What’s the best way to learn how to edit a book?

You can take editing classes. You can read books and style manuals. You can learn on the job. You can get an editing certificate. Or you can do all of the above!

But no matter how you learn how to edit, practice is paramount. If you don’t practice, you won’t improve. Practice does not make perfect, because perfection does not exist in editing – but it sure does make you better.   

 

 

 

A GIRL READS A BOOK THAT SAYS "PRACTICE - NEVER STOP LEARNING"

 

It used to be that editing was a skill learned on the job, as an apprentice. Those opportunities are scarce now – but an editing mentorship is the next best thing. It’s like having a master craftsperson guide your hands as you learn the trade. 

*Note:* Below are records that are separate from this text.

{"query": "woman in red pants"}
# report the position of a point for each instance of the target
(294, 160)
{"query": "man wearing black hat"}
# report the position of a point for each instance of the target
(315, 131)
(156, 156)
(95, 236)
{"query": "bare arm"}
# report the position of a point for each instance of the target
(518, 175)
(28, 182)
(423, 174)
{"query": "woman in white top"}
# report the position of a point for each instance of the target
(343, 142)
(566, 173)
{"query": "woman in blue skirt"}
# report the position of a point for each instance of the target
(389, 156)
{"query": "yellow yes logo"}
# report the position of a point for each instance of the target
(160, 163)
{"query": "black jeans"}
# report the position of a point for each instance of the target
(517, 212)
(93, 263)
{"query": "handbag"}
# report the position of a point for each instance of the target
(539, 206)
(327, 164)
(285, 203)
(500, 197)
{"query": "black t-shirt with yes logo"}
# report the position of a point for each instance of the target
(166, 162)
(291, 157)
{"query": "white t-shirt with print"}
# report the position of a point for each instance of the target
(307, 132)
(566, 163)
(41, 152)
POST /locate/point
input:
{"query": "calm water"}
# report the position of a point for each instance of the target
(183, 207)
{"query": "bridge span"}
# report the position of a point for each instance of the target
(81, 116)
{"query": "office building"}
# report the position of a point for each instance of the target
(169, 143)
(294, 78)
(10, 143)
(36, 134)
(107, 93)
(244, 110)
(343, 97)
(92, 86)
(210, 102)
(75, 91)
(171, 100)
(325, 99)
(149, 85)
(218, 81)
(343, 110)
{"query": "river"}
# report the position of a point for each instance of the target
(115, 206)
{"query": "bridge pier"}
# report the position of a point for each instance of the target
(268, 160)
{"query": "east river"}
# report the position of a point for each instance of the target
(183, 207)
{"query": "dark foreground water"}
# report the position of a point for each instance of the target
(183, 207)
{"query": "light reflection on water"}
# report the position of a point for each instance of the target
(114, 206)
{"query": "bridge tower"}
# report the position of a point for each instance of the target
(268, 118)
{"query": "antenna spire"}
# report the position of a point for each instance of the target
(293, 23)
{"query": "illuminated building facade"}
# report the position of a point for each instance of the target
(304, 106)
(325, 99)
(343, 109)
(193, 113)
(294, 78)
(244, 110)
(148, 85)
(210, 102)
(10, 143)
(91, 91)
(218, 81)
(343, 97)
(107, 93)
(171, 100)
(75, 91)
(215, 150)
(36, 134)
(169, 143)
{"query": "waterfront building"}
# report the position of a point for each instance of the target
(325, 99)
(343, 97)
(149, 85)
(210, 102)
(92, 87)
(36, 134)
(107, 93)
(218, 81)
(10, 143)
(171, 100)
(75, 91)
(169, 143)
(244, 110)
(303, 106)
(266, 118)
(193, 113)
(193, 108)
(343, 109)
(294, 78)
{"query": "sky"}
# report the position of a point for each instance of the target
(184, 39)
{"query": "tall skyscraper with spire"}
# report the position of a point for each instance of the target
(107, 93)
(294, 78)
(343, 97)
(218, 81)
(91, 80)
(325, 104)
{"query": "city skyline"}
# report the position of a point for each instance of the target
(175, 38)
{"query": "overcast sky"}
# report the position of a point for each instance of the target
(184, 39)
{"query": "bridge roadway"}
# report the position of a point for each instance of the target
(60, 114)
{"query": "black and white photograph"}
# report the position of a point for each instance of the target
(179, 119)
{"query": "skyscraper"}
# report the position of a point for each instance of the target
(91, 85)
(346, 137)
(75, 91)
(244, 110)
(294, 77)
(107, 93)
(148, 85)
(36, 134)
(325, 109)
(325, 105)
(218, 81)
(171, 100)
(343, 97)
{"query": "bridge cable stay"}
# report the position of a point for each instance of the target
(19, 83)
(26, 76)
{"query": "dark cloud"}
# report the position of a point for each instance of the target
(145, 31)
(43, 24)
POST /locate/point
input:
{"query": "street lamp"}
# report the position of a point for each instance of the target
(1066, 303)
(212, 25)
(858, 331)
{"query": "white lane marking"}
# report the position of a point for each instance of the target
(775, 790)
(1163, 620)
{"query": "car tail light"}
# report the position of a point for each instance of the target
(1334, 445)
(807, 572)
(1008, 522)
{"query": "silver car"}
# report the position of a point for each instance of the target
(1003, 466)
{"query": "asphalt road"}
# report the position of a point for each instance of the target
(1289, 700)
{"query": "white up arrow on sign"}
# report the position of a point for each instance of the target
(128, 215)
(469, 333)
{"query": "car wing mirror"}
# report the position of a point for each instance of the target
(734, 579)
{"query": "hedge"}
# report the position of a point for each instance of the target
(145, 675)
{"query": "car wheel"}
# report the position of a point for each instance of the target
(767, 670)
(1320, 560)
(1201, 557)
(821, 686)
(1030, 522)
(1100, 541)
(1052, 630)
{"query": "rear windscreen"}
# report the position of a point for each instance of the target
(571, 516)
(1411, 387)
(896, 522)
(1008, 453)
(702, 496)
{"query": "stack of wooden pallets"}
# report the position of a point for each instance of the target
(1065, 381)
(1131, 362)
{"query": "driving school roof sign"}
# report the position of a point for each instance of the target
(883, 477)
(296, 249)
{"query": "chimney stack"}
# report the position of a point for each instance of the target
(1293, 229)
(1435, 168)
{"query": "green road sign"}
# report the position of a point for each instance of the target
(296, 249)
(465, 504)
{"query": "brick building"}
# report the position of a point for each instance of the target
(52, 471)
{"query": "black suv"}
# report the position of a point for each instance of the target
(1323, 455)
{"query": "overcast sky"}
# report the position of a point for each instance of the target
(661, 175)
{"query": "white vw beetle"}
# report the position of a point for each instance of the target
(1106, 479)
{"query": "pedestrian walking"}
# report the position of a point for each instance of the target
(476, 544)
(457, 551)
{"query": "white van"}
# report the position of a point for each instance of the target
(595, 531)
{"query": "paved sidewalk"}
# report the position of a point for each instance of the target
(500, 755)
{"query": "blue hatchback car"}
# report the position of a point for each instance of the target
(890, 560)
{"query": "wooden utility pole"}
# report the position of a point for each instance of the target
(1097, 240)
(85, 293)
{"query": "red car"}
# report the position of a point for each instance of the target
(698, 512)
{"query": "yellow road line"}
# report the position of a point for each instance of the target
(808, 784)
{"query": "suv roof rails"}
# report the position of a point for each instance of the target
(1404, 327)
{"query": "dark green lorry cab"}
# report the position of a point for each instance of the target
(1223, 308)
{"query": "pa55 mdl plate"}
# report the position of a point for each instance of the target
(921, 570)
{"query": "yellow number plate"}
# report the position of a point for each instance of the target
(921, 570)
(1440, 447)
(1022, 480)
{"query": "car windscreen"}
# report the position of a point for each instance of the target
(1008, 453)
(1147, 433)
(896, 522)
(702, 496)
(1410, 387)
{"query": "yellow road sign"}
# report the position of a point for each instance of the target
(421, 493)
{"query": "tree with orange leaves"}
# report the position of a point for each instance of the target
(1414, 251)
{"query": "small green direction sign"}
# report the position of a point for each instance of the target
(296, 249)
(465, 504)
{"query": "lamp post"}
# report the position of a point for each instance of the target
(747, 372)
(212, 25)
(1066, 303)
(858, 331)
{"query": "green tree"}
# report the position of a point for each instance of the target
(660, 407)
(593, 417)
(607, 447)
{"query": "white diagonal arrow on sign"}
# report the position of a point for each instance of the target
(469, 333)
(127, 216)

Editorial Arts Academy offers copyediting mentorships and line editing mentorships for exactly this reason. In our mentorships, intermediate editing students practice on a full-length book manuscript, with lots of discussion with their instructors and fellow students. We provide the edited versions of the manuscripts for students to check their work against. Students also get detailed feedback on their edits, ending the mentorship with a sense of their accomplishments and which areas require further practice. 

 

 

 

7 Reasons Editing Mentorships Are Valuable

1. Actual editing

You can’t learn everything you need to know about editing from reading The Chicago Manual of Style or Dreyer’s English, just like you can’t learn to meditate by reading about meditation. You need to actually edit. A mentorship gives you that chance.

 

2. Relevant practice

There are so many different types of editing and types of documents that need editing. Even if you’ve taken courses and earned your editing certificate, you might only have had one lesson in copyediting fiction, for example. Our mentorships use real manuscripts in various genres (romance, historical fiction, memoir, fantasy, domestic thriller, political thriller), so you can pick the session that features exactly the type of editing and genre that interest you.

 

3. Editorial judgment

Editing is all about when to apply what rules (and when to query, when to fact-check, when to add something to the style sheet, etc.). You achieve better editorial judgment by encountering various problems in the wild, over and over.

 

4. Endurance

A mentorship gives you a chance to strengthen your editing endurance. Working on an 80,000-word manuscript is far different from tackling just a chapter. If you want to earn money as a freelance book editor, you need to get accustomed to the sustained attention it takes to thoroughly edit a full book.

 

5. Comparison

Editing can sometimes feel like working in an echo chamber. How do you know if you’re making decisions other editors would find defensible? A mentorship gives you the chance to see what an experienced editor would do in various situations.

 

6. Feedback

There’s so much to focus on when you’re copyediting and line editing. In fact, our Copyediting Evaluation Rubric, which we use to grade student work in the copyediting mentorship, consists of nineteen categories! You might excel in a few categories but need more experience in others – for example, you might be great at punctuation but confused about how to treat numbers. The feedback will reveal where you need to focus further practice and whether you’re ready to work with authors and publishers.

 

7. Networking

As our Survey of Best Marketing Strategies for Freelance Book Editors shows, getting work as an editor often comes down to networking. EAA’s small-group mentorships introduce you to other editors, who might just become lifelong colleagues.

 

 

 

Editing mentor and mentees on-screen

Susannah Noel and four students talk on-screen during the Copyediting Group Mentorship in spring 2025.

If you’re ready to move beyond simply learning about editing, consider the mentorship model. Tackle the complexities of tying together a book-length edit in a reasonable amount of time, learn the tricks of the trade, understand your skill level, and join a community. It can serve as a valuable step in becoming a freelance book editor.